Saturday, March 7, 2015

Paul Grimault & Jacques Prévert's "The King and the Mockingbird" at Northwest Film Forum: March 19 - 22



Later this month a rare screening of Paul Grimault's "The King and the Mockingbird" will have a brief four-day run at Northwest Film Forum. Based loosely on Hans Christian Andersen's "The Shepherdess and the Chimney Sweep", while mixing in a bit of Jonathan Swift's "Gulliver's Travels", the urban underbelly of Fritz Lang's "Metropolis", the oppression of the working class in Charlie Chaplin's "Modern Times", a villain straight out of a satirical Stalin-esque cult of personality and the subconscious detours found in the animated Max Fleischer adventures of the 1930s-1940s. Ad to this the design and setting influences of surrealist painters Giorgio de Chirico and Yves Tanguy, who was a collegial friend of the author of the film's screenplay. The complexity of this mid-century animated masterwork's influences is exceeded by it's storied decades-long production. Paul Grimault with the author of the proto-Noir classic, "Port of Shadows" Jacques Prévert on writing duties, began work on the project in 1947, after various disputes that ended production their producer released the film in an unfinished form, without either's permission. At which point it's real epic begins, Grimault spent 10 years in legal battles acquiring the rights to the film and another 20 raising the money to complete it as he and Prévert had envisioned. Decades later, it was finally finished and released in 1979 in France and central Europe with very little to no international distribution. Seen upon it's 1979 release by Hayao Miyazaki and Isao Takahata it has been credited as "The Film that Inspired the Founding of Studio Ghibli", with Ghibli returned the favor in 2012 with their own restored Japanese release and distribution of the film under the title, "Ōu to Tori". The North American premier of this new restoration came at last year's New York Film Festival with a run following at the Film Society of Lincoln Center.

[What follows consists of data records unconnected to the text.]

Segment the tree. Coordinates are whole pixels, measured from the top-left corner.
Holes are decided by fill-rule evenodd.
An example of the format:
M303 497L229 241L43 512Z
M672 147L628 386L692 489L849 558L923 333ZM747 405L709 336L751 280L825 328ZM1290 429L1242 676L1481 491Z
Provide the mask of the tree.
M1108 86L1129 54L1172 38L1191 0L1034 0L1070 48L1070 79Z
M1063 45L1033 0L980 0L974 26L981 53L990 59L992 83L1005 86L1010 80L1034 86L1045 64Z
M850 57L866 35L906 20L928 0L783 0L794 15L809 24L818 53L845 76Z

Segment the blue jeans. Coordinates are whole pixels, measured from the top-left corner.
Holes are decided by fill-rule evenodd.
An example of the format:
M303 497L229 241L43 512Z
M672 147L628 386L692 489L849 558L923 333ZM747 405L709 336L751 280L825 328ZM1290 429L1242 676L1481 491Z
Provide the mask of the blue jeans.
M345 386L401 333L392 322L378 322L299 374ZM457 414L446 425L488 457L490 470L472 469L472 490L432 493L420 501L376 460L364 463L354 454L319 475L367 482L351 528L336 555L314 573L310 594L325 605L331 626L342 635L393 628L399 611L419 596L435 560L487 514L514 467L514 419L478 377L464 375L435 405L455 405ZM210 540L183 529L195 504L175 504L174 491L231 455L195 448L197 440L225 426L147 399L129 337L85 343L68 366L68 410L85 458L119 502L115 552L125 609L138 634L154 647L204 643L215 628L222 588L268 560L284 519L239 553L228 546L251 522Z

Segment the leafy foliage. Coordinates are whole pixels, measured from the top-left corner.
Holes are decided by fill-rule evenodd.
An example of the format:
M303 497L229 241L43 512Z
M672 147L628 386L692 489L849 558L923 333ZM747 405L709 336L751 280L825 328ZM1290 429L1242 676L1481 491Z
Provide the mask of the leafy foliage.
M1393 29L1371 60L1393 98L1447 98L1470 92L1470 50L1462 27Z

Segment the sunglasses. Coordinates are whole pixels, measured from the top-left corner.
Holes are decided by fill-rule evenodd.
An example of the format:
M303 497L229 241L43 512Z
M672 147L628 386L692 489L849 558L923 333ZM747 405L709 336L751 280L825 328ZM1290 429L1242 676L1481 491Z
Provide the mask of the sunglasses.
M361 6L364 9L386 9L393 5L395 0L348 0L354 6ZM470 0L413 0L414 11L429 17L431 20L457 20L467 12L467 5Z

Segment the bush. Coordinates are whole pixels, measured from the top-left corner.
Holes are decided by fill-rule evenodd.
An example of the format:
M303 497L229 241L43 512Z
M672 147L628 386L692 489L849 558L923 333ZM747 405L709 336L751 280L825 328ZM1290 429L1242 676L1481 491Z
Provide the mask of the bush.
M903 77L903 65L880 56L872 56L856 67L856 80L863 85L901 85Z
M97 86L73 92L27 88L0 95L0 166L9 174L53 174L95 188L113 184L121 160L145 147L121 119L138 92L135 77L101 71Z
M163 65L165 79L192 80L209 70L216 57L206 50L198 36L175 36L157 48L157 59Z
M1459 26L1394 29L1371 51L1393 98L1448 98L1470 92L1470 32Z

Very favorable press at the time from The Village Voice, Time Out and the New York Times going some way to describe this bold hybrid of social commentary and satirical opulence, sci-fi polish, Swift-ian adventure and a lyrical and poetic tale of liberation at it's core, "Grimault's frames do the opposite of those that imprison film's escaping lovers; the director invites us in, to play and dream."